Die sechste KAT_A-Ausstellung widmet sich zwei international vielfach ausgezeichneten deutschen Künstlern aus zwei Generationen: Isa Genzken (geboren 1948) und Wolfgang Tillmans (geboren 1968). Sie kennen einander gut, haben zusammengearbeitet und den jeweils anderen in eigenen Arbeiten dargestellt. So werden die Arbeiten ‘Isa Mona Lisa’ und ‘Isa vor Sound Factory’ von Tillmans gezeigt, die Isa Genzken portraitieren, während in der Skulptur ‘Untitled (Slot Machine)’ von Isa Genzken ein Portrait Tillmans’ integriert ist. Diese gegenseitige Bezugnahme und die Wertschätzung der beiden Künstler füreinander bildet in der Ausstellung einen Schwerpunkt. Zugleich werden die künstlerischen Gemeinsamkeiten sichtbar, denn beide Künstler arbeiten konzeptuell und systematisch.
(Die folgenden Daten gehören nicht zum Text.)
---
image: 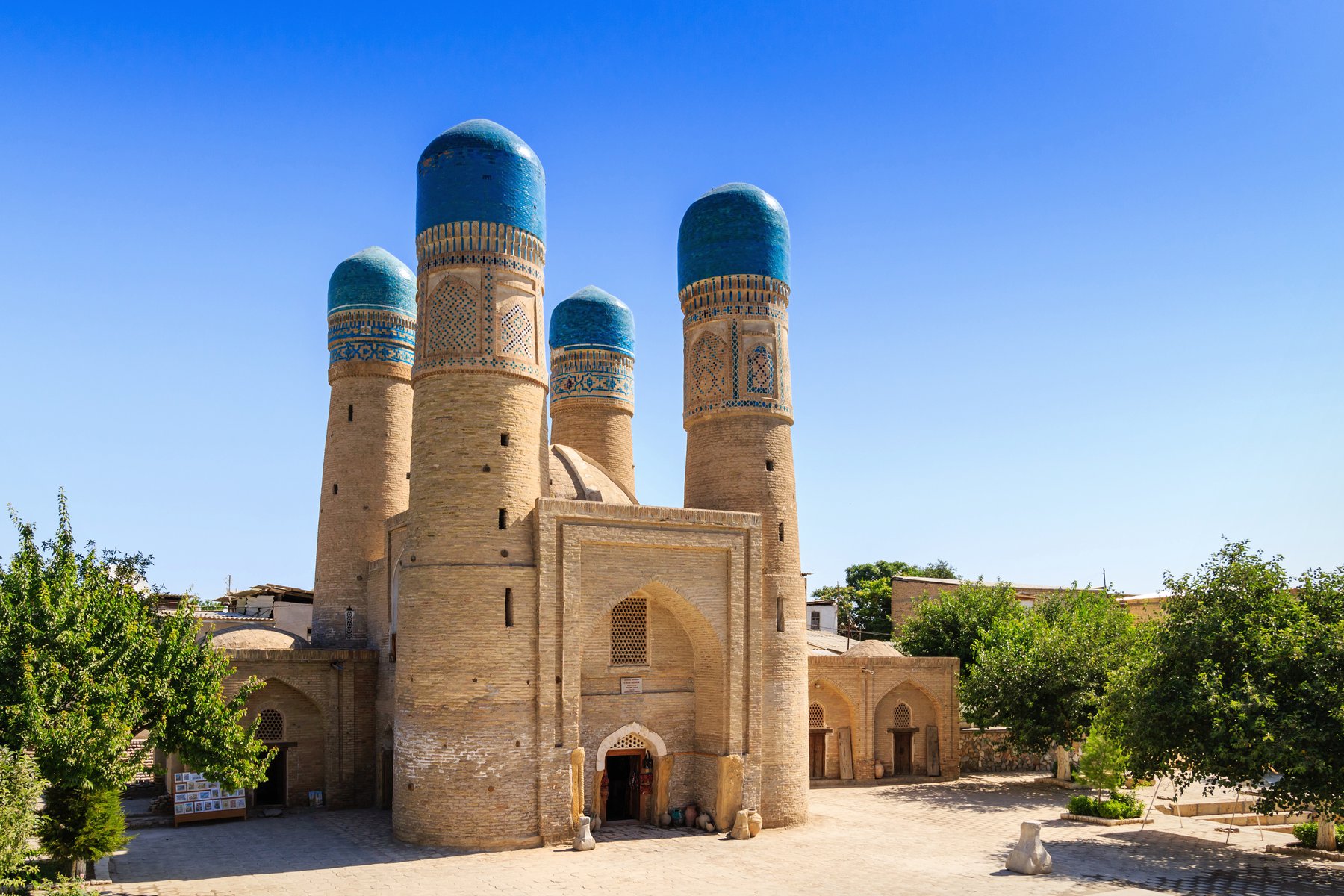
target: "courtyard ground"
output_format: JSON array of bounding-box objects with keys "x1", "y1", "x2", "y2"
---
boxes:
[{"x1": 106, "y1": 775, "x2": 1344, "y2": 896}]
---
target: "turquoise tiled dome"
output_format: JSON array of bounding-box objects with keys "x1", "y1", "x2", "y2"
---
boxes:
[
  {"x1": 550, "y1": 286, "x2": 635, "y2": 358},
  {"x1": 676, "y1": 184, "x2": 789, "y2": 289},
  {"x1": 415, "y1": 118, "x2": 546, "y2": 242},
  {"x1": 326, "y1": 246, "x2": 415, "y2": 317}
]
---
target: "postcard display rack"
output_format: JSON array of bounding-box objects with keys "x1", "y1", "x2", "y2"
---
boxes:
[{"x1": 172, "y1": 771, "x2": 247, "y2": 827}]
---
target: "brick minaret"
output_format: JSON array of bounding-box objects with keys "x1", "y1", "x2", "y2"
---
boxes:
[
  {"x1": 550, "y1": 286, "x2": 635, "y2": 498},
  {"x1": 393, "y1": 119, "x2": 550, "y2": 849},
  {"x1": 312, "y1": 247, "x2": 415, "y2": 647},
  {"x1": 677, "y1": 184, "x2": 808, "y2": 826}
]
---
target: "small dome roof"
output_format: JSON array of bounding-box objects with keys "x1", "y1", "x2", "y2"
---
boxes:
[
  {"x1": 840, "y1": 641, "x2": 903, "y2": 657},
  {"x1": 326, "y1": 246, "x2": 415, "y2": 317},
  {"x1": 676, "y1": 184, "x2": 789, "y2": 290},
  {"x1": 550, "y1": 286, "x2": 635, "y2": 358},
  {"x1": 415, "y1": 118, "x2": 546, "y2": 242},
  {"x1": 214, "y1": 626, "x2": 308, "y2": 650}
]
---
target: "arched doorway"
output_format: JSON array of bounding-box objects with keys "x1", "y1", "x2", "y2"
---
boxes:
[
  {"x1": 593, "y1": 721, "x2": 667, "y2": 822},
  {"x1": 578, "y1": 580, "x2": 729, "y2": 822},
  {"x1": 246, "y1": 679, "x2": 326, "y2": 806},
  {"x1": 872, "y1": 681, "x2": 939, "y2": 777}
]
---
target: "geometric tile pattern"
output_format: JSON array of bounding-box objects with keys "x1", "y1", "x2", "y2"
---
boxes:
[
  {"x1": 677, "y1": 274, "x2": 793, "y2": 420},
  {"x1": 747, "y1": 345, "x2": 774, "y2": 395},
  {"x1": 500, "y1": 305, "x2": 536, "y2": 358},
  {"x1": 326, "y1": 308, "x2": 415, "y2": 364},
  {"x1": 425, "y1": 277, "x2": 477, "y2": 358},
  {"x1": 257, "y1": 709, "x2": 285, "y2": 743},
  {"x1": 612, "y1": 733, "x2": 648, "y2": 750},
  {"x1": 612, "y1": 598, "x2": 648, "y2": 665},
  {"x1": 411, "y1": 220, "x2": 546, "y2": 385},
  {"x1": 551, "y1": 349, "x2": 635, "y2": 405},
  {"x1": 689, "y1": 333, "x2": 727, "y2": 399}
]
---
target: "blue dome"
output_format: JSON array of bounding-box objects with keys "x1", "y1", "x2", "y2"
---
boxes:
[
  {"x1": 676, "y1": 184, "x2": 789, "y2": 290},
  {"x1": 415, "y1": 118, "x2": 546, "y2": 243},
  {"x1": 326, "y1": 246, "x2": 415, "y2": 317},
  {"x1": 550, "y1": 286, "x2": 635, "y2": 358}
]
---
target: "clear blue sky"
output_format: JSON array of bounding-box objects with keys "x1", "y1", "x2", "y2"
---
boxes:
[{"x1": 0, "y1": 0, "x2": 1344, "y2": 595}]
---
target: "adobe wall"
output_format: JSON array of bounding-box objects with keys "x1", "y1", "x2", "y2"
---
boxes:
[
  {"x1": 225, "y1": 649, "x2": 378, "y2": 807},
  {"x1": 538, "y1": 498, "x2": 773, "y2": 842},
  {"x1": 808, "y1": 654, "x2": 961, "y2": 780}
]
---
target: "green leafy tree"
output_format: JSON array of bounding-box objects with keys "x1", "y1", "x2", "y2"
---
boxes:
[
  {"x1": 812, "y1": 560, "x2": 957, "y2": 637},
  {"x1": 961, "y1": 585, "x2": 1134, "y2": 751},
  {"x1": 0, "y1": 747, "x2": 42, "y2": 883},
  {"x1": 1106, "y1": 541, "x2": 1344, "y2": 847},
  {"x1": 0, "y1": 493, "x2": 270, "y2": 876},
  {"x1": 895, "y1": 580, "x2": 1024, "y2": 677},
  {"x1": 39, "y1": 787, "x2": 131, "y2": 877},
  {"x1": 844, "y1": 560, "x2": 957, "y2": 588}
]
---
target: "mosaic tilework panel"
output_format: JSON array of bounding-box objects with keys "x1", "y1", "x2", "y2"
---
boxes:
[
  {"x1": 747, "y1": 345, "x2": 774, "y2": 395},
  {"x1": 415, "y1": 220, "x2": 546, "y2": 269},
  {"x1": 677, "y1": 184, "x2": 789, "y2": 289},
  {"x1": 688, "y1": 333, "x2": 727, "y2": 399},
  {"x1": 415, "y1": 118, "x2": 546, "y2": 240},
  {"x1": 500, "y1": 305, "x2": 536, "y2": 360},
  {"x1": 425, "y1": 277, "x2": 480, "y2": 358},
  {"x1": 551, "y1": 349, "x2": 635, "y2": 405},
  {"x1": 326, "y1": 308, "x2": 415, "y2": 364},
  {"x1": 550, "y1": 286, "x2": 635, "y2": 355}
]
Isa Genzken setzt sich mit künstlerischen, psychologischen und sozialpolitischen Themen auseinander, wobei ihr Umgang mit der Bildhauerei analytisch wie unkonventionell ist. So ist ihre Formensprache einerseits aus einer konstruktiven bildhauerischen Tradition verständlich und enthält andererseits deutliche Referenzen auf die soziale und gesellschaftliche Umwelt. In ihren Säulen erforscht Isa Genzken z.B. das Geheimnis von Innen und Außen, Oberfläche und Tiefe. Die Proportionen sind extrem: größer als der Durchschnittsmensch, aber grazil genug, um ein monumentales Erdrücken zu vermeiden. Das Verhältnis von Höhe und Breite lässt unweigerlich an Wolkenkratzer denken, wie sie für Genzken seit ihrem Aufenthalt in New York eine immer größere Rolle spielen. Unter Verwendung oftmals einfachster Materialien wirken ihre Arbeiten schrill und laut und stellen die (klassische) Bildhauerei infrage. Ihre Installationen und Skulpturen verweisen auf soziale und gesellschaftliche Widersprüche, menschliches Scheitern und Katastrophen – provokativ, zuweilen humorvoll und immer mit dem Ziel, sich auf ungesichertes Terrain zu wagen und normative Sehgewohnheiten zu (zer)stören. Mit ihrem Werk und ihrer kritischen Position nimmt sie eine führende Rolle im internationalen Diskurs zur Bildhauerei ein. 2007 gestaltete sie den Deutschen Pavillon auf der Biennale in Venedig und 2013 widmete ihr das Museum of Modern Art eine umfassende Retrospektive. 2017 wurde ihr mit dem Goslaer Kaiserring schließlich einer der bedeutendsten Preise für moderne Kunst verliehen.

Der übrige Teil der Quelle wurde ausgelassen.